True cold prefill (measured with radix cache disabled, see MTP section below) scales near-linearly: TTFT goes 5.7s → 46.7s from 8K → 64K at a stable ~1,380 tok/s prefill throughput. NemotronH’s hybrid architecture (Mamba-dominant, sparse attention) keeps this O(n)-ish rather than a Transformer’s O(n²), but prefill cost still grows with size.

Production takeaway: workloads that reuse a common system prompt (chatbots, agent loops) get seconds-range TTFT from the prefix cache; workloads with unique long prompts (RAG, batch) should budget against the 1,380 tok/s cold-prefill figure.

MTP NEXTN (speculative decoding)

--speculative-algorithm NEXTN --speculative-num-steps 3 --speculative-num-draft-tokens 4:

Size TTFT (true cold, radix off) Decode p50 vs baseline
8K 5.8 s 29.6 tps 2.19×
16K 11.7 s 29.4 tps 2.19×
32K 23.1 s 29.0 tps 2.16×
64K 46.7 s 29.0 tps 2.17×
128K n/a — a GX10 node crashed mid-run ⚠

Consistent 2.16–2.19× decode speedup with TPOT cut in half (74 ms → 34 ms) across 8K–64K.

Note: in SGLang 0.5.12, NemotronH + MTP cannot coexist with the radix cache (--disable-radix-cache required), so enabling MTP means losing prefix caching.
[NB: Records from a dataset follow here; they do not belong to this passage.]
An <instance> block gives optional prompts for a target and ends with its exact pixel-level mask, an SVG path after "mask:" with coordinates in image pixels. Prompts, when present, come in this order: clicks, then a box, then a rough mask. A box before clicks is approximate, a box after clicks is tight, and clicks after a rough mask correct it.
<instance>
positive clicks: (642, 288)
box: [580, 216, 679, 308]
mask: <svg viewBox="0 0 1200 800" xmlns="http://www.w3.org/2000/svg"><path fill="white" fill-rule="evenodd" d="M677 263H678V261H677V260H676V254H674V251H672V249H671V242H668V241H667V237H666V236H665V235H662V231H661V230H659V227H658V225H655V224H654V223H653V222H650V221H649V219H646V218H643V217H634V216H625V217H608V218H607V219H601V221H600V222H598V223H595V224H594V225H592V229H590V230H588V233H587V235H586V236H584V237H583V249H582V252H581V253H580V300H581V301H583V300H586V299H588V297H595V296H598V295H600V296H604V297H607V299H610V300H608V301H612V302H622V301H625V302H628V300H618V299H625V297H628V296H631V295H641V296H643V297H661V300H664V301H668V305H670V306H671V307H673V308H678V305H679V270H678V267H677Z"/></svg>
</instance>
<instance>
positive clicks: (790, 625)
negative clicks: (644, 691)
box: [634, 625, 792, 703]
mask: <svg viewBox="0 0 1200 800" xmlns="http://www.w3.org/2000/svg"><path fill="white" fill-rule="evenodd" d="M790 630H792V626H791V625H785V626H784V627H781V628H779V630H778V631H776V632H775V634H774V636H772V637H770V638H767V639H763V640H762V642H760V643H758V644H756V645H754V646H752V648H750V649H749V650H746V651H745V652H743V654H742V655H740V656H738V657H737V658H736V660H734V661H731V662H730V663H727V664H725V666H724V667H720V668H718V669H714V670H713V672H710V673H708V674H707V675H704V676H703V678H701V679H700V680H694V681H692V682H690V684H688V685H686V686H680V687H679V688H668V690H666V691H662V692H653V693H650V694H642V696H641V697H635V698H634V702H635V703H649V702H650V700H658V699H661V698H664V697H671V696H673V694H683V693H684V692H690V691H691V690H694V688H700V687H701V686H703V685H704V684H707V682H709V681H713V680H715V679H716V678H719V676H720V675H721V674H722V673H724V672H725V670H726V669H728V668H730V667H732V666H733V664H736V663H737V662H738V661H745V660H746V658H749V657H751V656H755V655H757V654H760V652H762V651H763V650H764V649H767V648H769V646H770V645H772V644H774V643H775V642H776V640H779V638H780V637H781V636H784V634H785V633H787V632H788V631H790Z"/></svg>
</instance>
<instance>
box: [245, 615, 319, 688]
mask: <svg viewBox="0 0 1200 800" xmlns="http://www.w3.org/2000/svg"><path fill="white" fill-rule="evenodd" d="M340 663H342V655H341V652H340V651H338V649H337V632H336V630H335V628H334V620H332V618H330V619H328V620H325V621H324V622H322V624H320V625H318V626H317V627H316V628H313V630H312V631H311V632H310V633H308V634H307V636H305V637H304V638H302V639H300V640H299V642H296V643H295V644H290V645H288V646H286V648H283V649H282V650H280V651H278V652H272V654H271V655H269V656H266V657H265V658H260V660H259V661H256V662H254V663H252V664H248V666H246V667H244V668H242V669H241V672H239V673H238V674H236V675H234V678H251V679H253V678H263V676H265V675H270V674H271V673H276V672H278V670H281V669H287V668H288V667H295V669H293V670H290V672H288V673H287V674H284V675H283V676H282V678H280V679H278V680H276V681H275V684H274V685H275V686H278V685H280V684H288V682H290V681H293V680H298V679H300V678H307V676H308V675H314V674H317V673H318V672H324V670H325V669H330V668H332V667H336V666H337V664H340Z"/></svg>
Trade-off: long-form output / RAG / agentic → MTP on; short-response multi-turn chat with a shared system prompt → MTP off + prefix cache.

Getting a 550B model to ~30 tps per-stream with a 256K context window on an 8-node, individual-budget setup exceeded my expectations.

Bonus: GX10 stability tips wanted

Quick ask: my 4 ASUS Ascent GX10 units frequently go down under sustained inference load (e.g., the 128K cold-prefill runs above). The 4 Lenovo ThinkStation PGX units — same GB10 SoC — run the identical workload without issues, so I suspect something GX10-specific.

Symptoms:

  • Silent failure during inference: kernel ring buffer freezes → user space dies ~13 minutes later
  • Eventually progresses to a full power-off state (no ICMP/ARP; physical power-on required)
  • Neighboring nodes’ journalctl/dmesg show zero events related to the failed node

If anyone has tips for keeping the GX10 stable under this kind of workload — BIOS settings, power management, thermal control, driver options, anything — I’d really appreciate it.

Happy to share full recipes, NCCL flags, SGLang launch scripts, and breakout wiring diagrams if anyone wants to replicate this setup.

Gx10 has some heat issues. I printed a fan box and it’s stable. Thank you for the numbers can you test GLM 5.1?

sudo nvidia-smi -lgc 0,2000

Although it might seem excessive to limit performance on each node, for many, this change isn’t as impactful as this limit PP mostly, the memory is always the real bottleneck. Anyone doing inference on Nvidia gear is always turning down the power for less heat, less trouble.

You should also look up Henry’s “Spice Harvester” 3d-printed cooling setup.

I’ll add, given that I have the same switch, the darn Connectx-7 is a MAJOR contributor to heat, even though we only get about 100Gpbs out of it.